February 11th, 2022 Orangeville Banner

Black History Month panel at the Museum of Dufferin examines heroes of the past, present and future

Celebrating Black history isn’t just about Canada’s past, it’s also about celebrating the history right here within Dufferin County — and the forward momentum residents continue to have in the area.

“People sometimes think there isn’t a lot of history here,” explained Nanci Malek, events and marketing co-ordinator at the Museum of Dufferin. “Well, there certainly is, and we have a vibrant community right now that’s going to grow in the future.”

This year, the museum will host another panel in celebration of Black History Month, in partnership with the Dufferin County Canadian Black Association (DCCBA). The event — called Black Heroes Past, Present and Future — will feature numerous panellists from around the county.
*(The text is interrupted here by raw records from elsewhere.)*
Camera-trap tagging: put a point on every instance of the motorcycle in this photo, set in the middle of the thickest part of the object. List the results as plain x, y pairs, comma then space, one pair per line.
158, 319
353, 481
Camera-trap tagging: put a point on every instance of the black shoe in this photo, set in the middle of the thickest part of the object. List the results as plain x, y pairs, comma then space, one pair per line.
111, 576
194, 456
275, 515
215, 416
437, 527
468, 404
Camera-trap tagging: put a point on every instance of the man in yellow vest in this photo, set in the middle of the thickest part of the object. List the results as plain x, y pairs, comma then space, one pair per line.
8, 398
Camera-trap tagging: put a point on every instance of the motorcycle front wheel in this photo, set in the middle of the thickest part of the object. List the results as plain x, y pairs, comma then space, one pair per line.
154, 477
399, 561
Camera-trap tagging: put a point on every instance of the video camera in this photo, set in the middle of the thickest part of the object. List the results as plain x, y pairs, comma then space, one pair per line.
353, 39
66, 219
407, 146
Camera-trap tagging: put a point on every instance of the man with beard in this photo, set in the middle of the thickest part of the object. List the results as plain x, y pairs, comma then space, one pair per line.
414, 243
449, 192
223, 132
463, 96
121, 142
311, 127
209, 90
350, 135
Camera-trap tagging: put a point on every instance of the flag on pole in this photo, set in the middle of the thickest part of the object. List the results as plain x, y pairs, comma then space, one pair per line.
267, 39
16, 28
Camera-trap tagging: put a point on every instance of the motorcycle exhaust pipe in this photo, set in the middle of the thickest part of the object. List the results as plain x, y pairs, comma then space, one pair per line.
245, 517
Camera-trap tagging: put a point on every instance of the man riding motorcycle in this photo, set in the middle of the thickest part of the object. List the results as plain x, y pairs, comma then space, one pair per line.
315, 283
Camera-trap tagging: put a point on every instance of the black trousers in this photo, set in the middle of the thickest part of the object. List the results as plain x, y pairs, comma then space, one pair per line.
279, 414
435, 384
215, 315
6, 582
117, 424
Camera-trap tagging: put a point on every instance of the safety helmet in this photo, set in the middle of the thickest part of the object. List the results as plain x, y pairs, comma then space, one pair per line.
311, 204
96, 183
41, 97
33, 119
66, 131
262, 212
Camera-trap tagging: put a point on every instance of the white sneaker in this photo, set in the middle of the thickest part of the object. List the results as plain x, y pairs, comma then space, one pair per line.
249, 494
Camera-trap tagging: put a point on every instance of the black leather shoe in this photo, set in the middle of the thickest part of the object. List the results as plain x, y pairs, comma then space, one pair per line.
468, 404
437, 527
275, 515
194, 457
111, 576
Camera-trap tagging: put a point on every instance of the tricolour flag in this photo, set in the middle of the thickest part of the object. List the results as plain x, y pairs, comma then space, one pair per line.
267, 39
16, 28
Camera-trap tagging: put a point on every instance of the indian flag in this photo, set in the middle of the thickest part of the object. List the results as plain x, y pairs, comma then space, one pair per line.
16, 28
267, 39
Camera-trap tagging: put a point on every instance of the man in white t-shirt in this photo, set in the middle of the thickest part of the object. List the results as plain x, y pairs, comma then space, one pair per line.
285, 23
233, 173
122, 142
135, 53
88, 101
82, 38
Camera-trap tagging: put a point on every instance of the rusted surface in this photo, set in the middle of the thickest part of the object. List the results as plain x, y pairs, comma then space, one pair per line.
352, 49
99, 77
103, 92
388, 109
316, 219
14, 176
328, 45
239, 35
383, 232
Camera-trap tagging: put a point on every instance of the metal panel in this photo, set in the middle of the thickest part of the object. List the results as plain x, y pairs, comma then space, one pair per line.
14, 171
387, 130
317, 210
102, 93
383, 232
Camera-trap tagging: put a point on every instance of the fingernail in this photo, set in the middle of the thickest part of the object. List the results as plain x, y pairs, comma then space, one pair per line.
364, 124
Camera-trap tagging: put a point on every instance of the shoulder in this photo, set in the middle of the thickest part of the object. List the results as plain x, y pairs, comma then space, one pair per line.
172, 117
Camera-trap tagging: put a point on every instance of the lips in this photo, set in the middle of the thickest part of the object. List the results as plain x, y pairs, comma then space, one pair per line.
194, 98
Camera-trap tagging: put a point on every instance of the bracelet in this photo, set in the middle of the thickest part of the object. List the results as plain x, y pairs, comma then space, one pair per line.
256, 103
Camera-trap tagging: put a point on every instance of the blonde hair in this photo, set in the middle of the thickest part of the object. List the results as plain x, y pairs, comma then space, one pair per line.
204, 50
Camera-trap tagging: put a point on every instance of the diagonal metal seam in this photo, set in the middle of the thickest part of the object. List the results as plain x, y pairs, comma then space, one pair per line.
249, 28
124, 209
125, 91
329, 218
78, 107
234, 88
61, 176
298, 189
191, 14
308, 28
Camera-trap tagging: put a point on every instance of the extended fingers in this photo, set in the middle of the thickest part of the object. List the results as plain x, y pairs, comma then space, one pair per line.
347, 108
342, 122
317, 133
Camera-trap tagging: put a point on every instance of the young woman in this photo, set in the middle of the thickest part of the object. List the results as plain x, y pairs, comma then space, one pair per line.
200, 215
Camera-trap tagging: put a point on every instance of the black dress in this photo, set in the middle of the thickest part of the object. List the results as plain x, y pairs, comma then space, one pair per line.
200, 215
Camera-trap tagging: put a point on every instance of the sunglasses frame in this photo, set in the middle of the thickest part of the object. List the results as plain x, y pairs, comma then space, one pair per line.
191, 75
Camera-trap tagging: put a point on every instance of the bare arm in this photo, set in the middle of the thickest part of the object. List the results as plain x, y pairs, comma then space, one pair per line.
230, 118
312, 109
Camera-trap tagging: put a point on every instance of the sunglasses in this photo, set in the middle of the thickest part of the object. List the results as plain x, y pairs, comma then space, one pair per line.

“The fact we’re now able to showcase the rich history of Dufferin County, I think, is a testament to just how far we’ve come,” said Alethia O’Hara-Stephenson, president and founder of the DCCBA. “We have a rich history that goes as far back as the 1800s.”

The group of panellists will include:

• Dan Hill — Grammy Award-winning artist and author, who will read from his book “I Am My Father's Son: A Memoir of Love and Forgiveness.”

• Maestro Fresh Wes — godfather of Canadian hip hop and author.

• Steve Anderson — deputy mayor of Shelburne.

• Philip DeWar — community leader and owner of Soulyve Incorporated.

• Danielle Bryan, Ashanti Brooks and Tyra Harris — Black Chapter youth group, Centre Dufferin District High School

“There are some amazing young people from Centre Dufferin District High School’s Black Chapter,” said O’Hara-Stephenson. “They are doing amazing work, and they’re sharing their voice and using their colour to share their message of inclusion. I’m proud to have them as part of this event.”

Panellists will talk about the community celebrating Black heroes of the past through the stories featured in the Dufferin museum’s main exhibit, “Through the Looking Glass.”

“This is a learning opportunity for our community and for us to understand how we can go forward in the future, and what we can do to support our communities that are in Dufferin County,” said Malek. “We are so diverse, and I don’t think people realize how diverse we are.”

Malek added this is a wonderful opportunity for the museum and DCCBA to have an important conversation with community leaders on how the area’s Black community has evolved over the years.

“I think, sometimes, it can be really difficult for people to find the resources to educate themselves on this, so we’re handing it to them,” said Malek.

The panel will be a virtual event held on Feb. 27 at 1 p.m. and will be livestreamed on YouTube at www.youtube.com/DufferinOne.

Members of the community interested in asking questions for the Q-and-A portion of the event are asked to submit them in advance to info@dufferinmuseum.com.

Anderson and O'Hara-Stephenson will also be moderating a session at the Orangeville Public Library on Feb. 22 at 7 p.m. Black Authors Black Voices will celebrate local Black authors, giving the floor to four featured Dufferin authors. More information is available on the OPL's website.